Case of 17 Indians on death row in UAE adjourned to Sept 1
The hearing in the appeals for 17 Indians sentenced to death for killing a Pakistani man was adjourned for the third time by a Sharjah Court of Appeals, saying that it wanted an official interpreter for the convicts. UK team in UAE to support detained Indiansworld Updated: Jul 14, 2010 20:51 IST
The hearing in the appeals for 17 Indians sentenced to death for killing a Pakistani man was adjourned for the third time by a Sharjah Court of Appeals, saying that it wanted an official interpreter for the convicts.
The Court fixed September 1 for the next hearing.
"The court did not accept an interpreter arranged by the Indian Embassy as he had not been cleared by the UAE's Ministry of Justice," the lawyer for the 17 Indians, Bindu Suresh Chettur, said.
The court had also adjourned the case on May 19 and June 16 as the defendants had complained that they did not have any interpreter.
The Indians had told the court that they only understand Punjabi, following which Indian Consulate authorities were told to provide a Punjabi-English translator.
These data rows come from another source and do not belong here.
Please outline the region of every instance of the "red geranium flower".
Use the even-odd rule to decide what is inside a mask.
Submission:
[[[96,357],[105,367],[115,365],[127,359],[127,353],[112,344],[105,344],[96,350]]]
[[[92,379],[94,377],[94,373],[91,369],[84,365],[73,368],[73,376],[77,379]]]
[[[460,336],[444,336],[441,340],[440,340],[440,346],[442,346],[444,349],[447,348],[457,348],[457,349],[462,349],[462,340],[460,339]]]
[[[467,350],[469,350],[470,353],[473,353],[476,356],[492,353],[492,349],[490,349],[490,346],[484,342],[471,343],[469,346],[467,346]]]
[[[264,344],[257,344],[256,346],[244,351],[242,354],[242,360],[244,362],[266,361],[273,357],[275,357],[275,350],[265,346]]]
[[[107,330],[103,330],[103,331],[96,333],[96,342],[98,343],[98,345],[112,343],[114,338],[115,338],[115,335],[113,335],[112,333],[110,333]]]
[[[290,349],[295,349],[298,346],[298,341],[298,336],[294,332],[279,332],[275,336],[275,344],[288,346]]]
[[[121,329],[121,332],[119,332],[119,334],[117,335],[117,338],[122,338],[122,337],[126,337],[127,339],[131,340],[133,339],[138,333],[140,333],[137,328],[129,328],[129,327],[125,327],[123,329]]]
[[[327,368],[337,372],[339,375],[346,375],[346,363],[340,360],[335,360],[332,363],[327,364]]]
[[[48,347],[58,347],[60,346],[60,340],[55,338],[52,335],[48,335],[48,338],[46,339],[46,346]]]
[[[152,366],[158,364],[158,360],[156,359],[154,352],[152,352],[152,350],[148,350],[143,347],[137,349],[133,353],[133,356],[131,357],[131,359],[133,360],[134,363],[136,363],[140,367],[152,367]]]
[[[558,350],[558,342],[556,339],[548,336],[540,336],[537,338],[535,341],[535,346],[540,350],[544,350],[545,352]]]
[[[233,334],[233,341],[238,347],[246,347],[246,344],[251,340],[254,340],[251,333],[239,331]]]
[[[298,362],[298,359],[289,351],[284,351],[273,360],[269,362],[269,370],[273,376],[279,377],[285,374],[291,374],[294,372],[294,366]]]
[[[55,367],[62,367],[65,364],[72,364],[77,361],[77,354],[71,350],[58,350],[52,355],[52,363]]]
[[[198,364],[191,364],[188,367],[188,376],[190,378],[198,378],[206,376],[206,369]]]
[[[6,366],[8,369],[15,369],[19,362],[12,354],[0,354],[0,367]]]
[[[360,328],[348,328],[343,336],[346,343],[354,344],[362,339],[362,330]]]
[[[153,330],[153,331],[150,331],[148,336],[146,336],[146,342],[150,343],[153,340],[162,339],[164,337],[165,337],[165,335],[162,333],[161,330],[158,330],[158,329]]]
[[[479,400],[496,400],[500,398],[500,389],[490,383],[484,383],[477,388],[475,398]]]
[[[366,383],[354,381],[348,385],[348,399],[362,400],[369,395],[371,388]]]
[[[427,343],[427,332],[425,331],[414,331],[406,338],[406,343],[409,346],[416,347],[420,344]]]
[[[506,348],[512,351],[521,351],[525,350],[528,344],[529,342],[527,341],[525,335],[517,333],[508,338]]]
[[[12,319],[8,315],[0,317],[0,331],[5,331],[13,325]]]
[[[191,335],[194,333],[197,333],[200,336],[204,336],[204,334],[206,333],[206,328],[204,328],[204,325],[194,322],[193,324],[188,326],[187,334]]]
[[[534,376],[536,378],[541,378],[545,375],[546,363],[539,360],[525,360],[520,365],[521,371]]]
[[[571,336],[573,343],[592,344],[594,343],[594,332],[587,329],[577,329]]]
But as the court proceedings are in Arabic, an interpreter well versed in the three languages was asked to be made available.
Chettur attributed the adjournments to the Gulf state having summer vacations when judges often go on leave.
"We are likely to see more progress only after the fasting month of Ramadan," she said.
A Sharjah court of First Instance had on March 29 found the 17 Indians, 16 from Punjab and one from Haryana, guilty of beating a Pakistani man to death and wounding three others when a fight involving dozens of bootleggers broke out in Al-Sajaa industrial area in Sharjah in January last year.
An appeal was filed on April 7 on behalf of the Indians.
About 50 people were allegedly involved in the attack, in which the Pakistani man was beaten to death with metal bars.
Amid an outrage in India over the verdict, the government had asked its consulate in Sharjah to engage a top lawyer and file an appeal to a higher court.
External Affairs Minister SM Krishna had termed the death sentence as "very unfortunate" and instructed his ministry to assist the 17 Indians in filing an appeal and also bear all the expenses involved.